Petaluma, [California] is one of those idyllic small cities (population 58,000) that dot Route 101 on the way north from the Golden Gate Bridge through the wine country.
The Petaluma City Schools district has trimmed millions from its budget over the last two years, as the deficit-ridden California state government has decreased its local support by 25 percent. The cuts have meant layoffs for district employees at all levels, from teachers to playground supervisors. In response, parents and concerned Petalumans have stepped forward to try to fill the non-teaching gaps, volunteering their time to maintain school services. The volunteers have … also stepped in to perform jobs eliminated by budget cuts. But those positions are unionized by the California School Employees’ Association (CSEA)—and that’s where the problems started.
When volunteers began to help answer phones in the office and support the school librarian … CSEA Local 212 president Loretta Kruusmagi immediately objected. … Kruusmagi betrays not the least concern for the kids her union supposedly serves when she glowers: “As far as I’m concerned, they never should have started this thing. Noon-duty people [lunchtime and playground assistants]—those are instructional assistants. We had all those positions. We don’t have them anymore, but those are our positions. Our stand is you can’t have volunteers, they can’t do our work.”
The school-district leadership finds itself caught between the volunteers and the union, seeking to pacify both parents and the CSEA. Meanwhile, important positions lost to budget cuts that volunteers could handle remain unfilled. Deputy Superintendent Steve Bolman is left to quote from the union contract and labor law: “It’s not policy, this is law. [Volunteers] can’t do work ‘usually, ordinarily or regularly done by classified employees.’”

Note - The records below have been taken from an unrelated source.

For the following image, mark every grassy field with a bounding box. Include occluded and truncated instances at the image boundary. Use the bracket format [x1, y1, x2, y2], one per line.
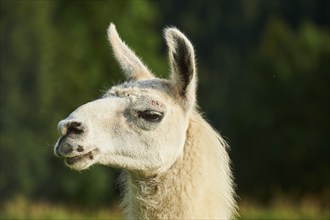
[0, 198, 330, 220]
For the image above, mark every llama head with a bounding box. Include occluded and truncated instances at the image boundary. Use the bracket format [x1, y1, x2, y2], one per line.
[54, 24, 196, 176]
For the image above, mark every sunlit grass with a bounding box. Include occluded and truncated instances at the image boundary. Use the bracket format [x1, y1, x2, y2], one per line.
[0, 197, 330, 219]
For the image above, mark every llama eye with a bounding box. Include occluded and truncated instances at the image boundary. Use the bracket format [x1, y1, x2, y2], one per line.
[138, 110, 164, 122]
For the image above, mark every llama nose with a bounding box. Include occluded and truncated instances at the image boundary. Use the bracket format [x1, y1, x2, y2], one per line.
[58, 120, 86, 136]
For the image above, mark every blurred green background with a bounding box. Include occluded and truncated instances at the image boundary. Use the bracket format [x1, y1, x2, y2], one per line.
[0, 0, 330, 218]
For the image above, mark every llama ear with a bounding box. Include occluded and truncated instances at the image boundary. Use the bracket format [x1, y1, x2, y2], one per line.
[107, 23, 154, 80]
[164, 28, 197, 105]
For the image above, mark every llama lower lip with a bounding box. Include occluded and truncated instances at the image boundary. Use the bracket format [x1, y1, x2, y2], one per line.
[65, 151, 94, 165]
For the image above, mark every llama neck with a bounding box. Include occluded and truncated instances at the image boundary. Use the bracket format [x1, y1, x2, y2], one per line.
[125, 113, 235, 219]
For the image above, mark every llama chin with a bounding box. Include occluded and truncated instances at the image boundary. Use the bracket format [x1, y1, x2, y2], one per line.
[54, 21, 236, 219]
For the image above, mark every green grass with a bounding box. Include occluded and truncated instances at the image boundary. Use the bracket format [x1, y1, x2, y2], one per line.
[0, 197, 330, 220]
[0, 197, 123, 220]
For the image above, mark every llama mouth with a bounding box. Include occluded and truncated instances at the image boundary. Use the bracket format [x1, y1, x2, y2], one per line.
[64, 149, 97, 166]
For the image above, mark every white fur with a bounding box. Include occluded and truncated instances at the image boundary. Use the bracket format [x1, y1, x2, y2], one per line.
[54, 24, 236, 219]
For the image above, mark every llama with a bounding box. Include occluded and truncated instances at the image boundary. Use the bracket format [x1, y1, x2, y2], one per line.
[54, 23, 236, 219]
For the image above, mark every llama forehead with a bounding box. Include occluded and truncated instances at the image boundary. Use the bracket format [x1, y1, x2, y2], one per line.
[103, 79, 173, 109]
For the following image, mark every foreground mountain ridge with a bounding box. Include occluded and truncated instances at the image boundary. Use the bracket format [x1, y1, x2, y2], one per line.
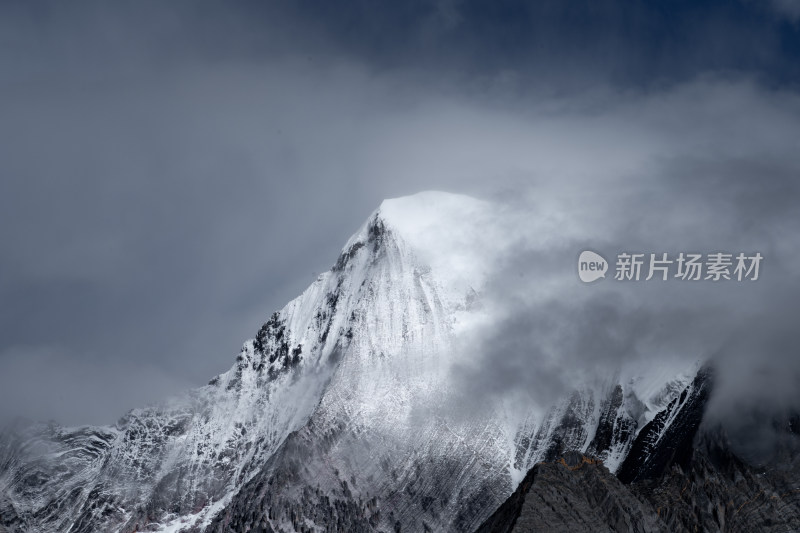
[0, 193, 708, 533]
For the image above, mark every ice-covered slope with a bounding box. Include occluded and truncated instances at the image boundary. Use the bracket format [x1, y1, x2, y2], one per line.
[0, 193, 693, 533]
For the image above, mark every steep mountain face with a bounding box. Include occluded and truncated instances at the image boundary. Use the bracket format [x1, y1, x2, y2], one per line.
[0, 193, 708, 533]
[476, 416, 800, 533]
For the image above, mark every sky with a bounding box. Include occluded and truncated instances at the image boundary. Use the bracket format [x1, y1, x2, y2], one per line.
[0, 0, 800, 424]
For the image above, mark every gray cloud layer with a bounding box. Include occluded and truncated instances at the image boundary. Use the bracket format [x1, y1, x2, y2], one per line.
[0, 2, 800, 423]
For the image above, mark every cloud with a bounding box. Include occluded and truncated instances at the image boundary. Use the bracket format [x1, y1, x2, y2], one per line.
[0, 2, 800, 428]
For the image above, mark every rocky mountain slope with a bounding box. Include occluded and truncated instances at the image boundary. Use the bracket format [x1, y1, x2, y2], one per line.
[477, 371, 800, 533]
[0, 193, 720, 533]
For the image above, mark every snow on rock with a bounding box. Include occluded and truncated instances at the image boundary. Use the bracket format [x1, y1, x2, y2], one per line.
[0, 192, 694, 533]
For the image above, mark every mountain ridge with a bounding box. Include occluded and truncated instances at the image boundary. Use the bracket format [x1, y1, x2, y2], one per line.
[0, 193, 708, 533]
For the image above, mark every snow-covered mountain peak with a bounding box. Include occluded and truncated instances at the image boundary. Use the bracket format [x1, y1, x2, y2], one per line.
[343, 191, 510, 308]
[0, 192, 708, 533]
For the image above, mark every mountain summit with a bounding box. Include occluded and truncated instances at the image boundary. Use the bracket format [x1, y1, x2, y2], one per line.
[0, 192, 706, 533]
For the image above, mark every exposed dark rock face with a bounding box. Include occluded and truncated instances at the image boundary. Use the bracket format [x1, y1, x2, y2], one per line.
[478, 369, 800, 533]
[477, 430, 800, 533]
[478, 454, 662, 533]
[617, 367, 712, 483]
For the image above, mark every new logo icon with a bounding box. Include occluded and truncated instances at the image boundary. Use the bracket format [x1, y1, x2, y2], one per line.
[578, 250, 608, 283]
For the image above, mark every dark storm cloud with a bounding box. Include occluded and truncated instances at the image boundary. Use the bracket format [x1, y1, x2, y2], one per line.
[0, 1, 800, 423]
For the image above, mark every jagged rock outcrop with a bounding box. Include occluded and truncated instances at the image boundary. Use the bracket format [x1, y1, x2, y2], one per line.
[477, 368, 800, 533]
[0, 193, 716, 533]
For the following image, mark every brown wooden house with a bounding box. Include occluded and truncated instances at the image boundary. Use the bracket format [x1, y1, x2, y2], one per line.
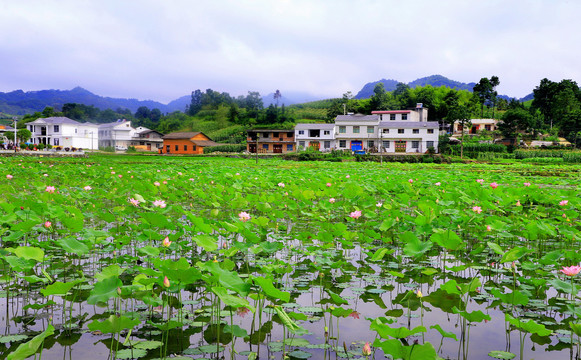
[159, 132, 220, 154]
[246, 130, 296, 154]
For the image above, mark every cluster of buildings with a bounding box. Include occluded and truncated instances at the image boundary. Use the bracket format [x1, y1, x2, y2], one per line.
[247, 104, 439, 153]
[3, 104, 497, 154]
[26, 117, 163, 151]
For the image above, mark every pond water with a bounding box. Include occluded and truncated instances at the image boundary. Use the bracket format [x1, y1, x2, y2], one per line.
[0, 159, 581, 360]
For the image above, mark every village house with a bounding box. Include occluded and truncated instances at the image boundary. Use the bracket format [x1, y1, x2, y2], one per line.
[99, 119, 136, 150]
[295, 124, 335, 151]
[131, 126, 163, 151]
[453, 119, 498, 135]
[246, 130, 296, 154]
[26, 117, 99, 150]
[159, 132, 220, 154]
[295, 104, 439, 153]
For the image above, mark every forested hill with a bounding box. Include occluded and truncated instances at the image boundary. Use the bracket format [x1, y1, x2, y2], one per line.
[0, 87, 176, 115]
[355, 75, 476, 99]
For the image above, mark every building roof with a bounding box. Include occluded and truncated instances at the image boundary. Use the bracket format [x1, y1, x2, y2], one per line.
[295, 124, 335, 130]
[371, 110, 412, 114]
[379, 121, 440, 129]
[335, 114, 379, 121]
[162, 131, 207, 140]
[190, 140, 222, 147]
[27, 116, 84, 126]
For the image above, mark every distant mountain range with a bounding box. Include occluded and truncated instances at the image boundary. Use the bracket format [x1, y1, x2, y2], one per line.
[0, 75, 532, 115]
[355, 75, 533, 101]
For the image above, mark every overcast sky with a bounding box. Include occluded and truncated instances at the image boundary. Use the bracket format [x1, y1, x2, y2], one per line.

The volunteers are rightly furious. Cathy Edmondson, the parent of a Petaluma Junior High student, and a volunteer who helps around the school office, retorted: “I guess the anger that I feel about it is, even though the union has contractual rights to what goes on, they don’t have the right to abridge my rights as a parent, volunteer, and taxpayer.”
The work of volunteers in providing and supporting local services has been a hallmark of American citizenship since the nation’s founding. Alexis de Tocqueville described this characteristic… But Tocqueville never met Loretta Kruusmagi.
As local-government budgets feel the financial squeeze, this do-it-yourself ethos is making a comeback throughout the country…. Are [the unions] willing to be part of a collaborative solution, or does their self-interest trump all?